14 febrero 2017

El amor desmedido por la moda

«Una gran historia de amor...». Ya me imaginaba yo, pensé, que algo le pasaba a Charo Izquierdo para estar tan bellamente exultante. «Una gran historia de amor -continuó- con la moda española». Vaya por Dios, yo que ya pensaba que tenía tela que cortar en la redacción. En el baño. Con la segunda capa de rouge Paloma Picasso. «Pues Charo Izquierdo, ayer en la fiesta que abre Cibeles, dijo, que yo la oí, y subidita a un estrado del Villa Magna, por cierto con un vestido en rojo ideal, que está viviendo el amor de su vida y, por eso, está así de estupenda. ¿Cómo os queda el ojo?», que una, ya que se pone, inventa, recrea, corta, pinta y colorea.

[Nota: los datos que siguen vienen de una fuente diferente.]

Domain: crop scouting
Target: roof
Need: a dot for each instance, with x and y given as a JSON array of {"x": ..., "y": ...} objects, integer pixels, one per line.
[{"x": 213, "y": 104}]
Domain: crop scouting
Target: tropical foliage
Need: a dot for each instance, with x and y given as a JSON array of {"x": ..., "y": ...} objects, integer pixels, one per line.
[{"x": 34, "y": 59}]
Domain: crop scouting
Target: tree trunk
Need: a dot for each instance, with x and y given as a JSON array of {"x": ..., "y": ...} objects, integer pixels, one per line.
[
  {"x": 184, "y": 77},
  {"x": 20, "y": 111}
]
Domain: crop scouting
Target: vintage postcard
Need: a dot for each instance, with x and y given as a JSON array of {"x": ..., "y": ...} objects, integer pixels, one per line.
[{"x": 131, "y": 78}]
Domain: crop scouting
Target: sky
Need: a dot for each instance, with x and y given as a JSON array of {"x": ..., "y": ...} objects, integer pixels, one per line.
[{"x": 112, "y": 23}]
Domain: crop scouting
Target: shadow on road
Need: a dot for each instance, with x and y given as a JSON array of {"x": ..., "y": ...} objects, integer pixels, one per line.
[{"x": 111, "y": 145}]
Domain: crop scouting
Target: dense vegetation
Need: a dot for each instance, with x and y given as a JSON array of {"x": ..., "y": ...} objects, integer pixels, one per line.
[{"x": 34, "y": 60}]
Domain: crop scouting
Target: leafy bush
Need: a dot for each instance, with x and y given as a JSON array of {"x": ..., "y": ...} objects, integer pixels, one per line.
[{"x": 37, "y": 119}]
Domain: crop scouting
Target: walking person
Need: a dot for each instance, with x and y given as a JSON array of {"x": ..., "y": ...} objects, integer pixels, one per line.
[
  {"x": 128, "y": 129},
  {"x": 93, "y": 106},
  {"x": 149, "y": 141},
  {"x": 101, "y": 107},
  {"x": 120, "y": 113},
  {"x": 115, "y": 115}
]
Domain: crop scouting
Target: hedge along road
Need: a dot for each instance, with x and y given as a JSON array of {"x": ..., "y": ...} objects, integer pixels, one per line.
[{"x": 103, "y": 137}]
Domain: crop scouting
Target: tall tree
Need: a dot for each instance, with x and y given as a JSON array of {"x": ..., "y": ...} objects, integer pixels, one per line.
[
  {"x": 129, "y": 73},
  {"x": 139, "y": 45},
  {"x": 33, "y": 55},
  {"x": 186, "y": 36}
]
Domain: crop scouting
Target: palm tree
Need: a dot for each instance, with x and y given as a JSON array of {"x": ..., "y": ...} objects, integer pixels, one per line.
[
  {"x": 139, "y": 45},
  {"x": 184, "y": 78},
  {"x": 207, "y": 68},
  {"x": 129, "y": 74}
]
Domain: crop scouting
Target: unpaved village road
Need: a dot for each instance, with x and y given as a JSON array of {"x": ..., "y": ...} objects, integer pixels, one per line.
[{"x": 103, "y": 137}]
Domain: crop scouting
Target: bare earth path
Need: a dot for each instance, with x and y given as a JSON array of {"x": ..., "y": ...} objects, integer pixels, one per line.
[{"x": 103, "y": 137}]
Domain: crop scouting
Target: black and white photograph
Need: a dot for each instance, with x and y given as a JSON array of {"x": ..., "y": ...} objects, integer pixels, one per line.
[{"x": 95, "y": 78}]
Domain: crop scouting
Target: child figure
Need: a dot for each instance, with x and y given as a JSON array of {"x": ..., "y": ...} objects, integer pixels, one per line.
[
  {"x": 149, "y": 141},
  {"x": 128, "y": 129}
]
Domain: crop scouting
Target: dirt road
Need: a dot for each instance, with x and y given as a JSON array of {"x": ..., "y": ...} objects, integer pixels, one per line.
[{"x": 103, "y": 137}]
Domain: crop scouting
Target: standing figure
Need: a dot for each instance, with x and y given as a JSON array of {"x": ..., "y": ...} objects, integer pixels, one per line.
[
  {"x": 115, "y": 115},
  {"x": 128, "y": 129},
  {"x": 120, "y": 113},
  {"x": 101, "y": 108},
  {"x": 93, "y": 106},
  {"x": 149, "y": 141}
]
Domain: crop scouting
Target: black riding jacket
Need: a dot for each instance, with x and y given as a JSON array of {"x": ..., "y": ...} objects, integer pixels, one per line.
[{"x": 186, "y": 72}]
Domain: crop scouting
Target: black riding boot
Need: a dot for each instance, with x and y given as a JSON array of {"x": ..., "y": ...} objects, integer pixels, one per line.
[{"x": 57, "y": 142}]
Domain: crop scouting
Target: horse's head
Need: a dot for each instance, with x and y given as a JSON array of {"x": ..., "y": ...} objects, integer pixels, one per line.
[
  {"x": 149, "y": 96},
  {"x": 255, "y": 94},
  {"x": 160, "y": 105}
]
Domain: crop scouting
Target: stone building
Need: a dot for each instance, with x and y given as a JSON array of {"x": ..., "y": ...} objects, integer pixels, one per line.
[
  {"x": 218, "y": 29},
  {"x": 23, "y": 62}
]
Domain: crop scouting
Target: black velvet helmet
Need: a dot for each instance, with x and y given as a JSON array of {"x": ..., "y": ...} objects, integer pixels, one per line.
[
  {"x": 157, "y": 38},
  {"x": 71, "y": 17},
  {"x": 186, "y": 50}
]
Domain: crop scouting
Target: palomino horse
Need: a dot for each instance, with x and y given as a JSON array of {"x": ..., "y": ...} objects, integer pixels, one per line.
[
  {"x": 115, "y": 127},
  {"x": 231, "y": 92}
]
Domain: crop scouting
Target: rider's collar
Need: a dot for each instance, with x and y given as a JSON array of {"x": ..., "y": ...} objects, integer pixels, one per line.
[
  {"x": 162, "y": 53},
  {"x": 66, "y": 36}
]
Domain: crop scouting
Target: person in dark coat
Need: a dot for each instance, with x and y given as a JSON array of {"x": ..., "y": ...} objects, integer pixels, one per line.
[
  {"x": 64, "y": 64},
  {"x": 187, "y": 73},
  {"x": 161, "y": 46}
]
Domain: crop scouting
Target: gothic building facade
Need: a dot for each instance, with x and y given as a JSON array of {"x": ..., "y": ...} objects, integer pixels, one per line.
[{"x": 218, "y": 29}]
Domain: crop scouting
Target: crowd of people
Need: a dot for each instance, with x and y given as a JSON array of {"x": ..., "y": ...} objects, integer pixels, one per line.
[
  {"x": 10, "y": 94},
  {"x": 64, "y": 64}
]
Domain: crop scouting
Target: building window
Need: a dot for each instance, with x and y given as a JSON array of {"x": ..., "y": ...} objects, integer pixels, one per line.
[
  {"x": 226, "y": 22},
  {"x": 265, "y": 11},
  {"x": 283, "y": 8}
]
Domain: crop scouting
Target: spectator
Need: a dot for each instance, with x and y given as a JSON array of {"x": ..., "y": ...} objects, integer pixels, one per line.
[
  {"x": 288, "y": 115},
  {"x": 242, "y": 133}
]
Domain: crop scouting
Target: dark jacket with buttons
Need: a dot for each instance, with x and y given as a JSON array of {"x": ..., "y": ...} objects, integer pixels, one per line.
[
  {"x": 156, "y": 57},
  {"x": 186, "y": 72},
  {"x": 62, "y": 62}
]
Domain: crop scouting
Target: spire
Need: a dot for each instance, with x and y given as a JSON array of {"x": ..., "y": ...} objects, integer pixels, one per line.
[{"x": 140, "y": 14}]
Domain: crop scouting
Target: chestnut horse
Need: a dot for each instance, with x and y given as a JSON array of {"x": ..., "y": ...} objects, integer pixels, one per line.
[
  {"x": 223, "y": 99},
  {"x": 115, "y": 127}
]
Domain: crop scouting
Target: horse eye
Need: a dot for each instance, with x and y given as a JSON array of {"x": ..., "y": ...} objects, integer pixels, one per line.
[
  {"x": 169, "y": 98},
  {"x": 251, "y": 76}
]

Pero nada. Que la directora de la revista reafirmaba su compromiso y el de su publicación con el diseño made in Spain y me quedaba yo con dos palmos de narices y sin un cotilleo tan suculento. Sea como fuere, cómo estaba de guapa la Izquierdo y qué buena boda ha hecho Andrés Aberasturi jr. que, mira tú por dónde, no me quedé yo con ganas de comedia romántica. Estaba radiante y eso que ayer todo fueron nervios en la inauguración del Ego, que él dirige, teniendo como espectadora de excepción a Doña Letizia. De Adolfo Domínguez. Que si tiene que dedicar el modisto gallego todos sus ingresos a una campaña mediática no le sale mejor.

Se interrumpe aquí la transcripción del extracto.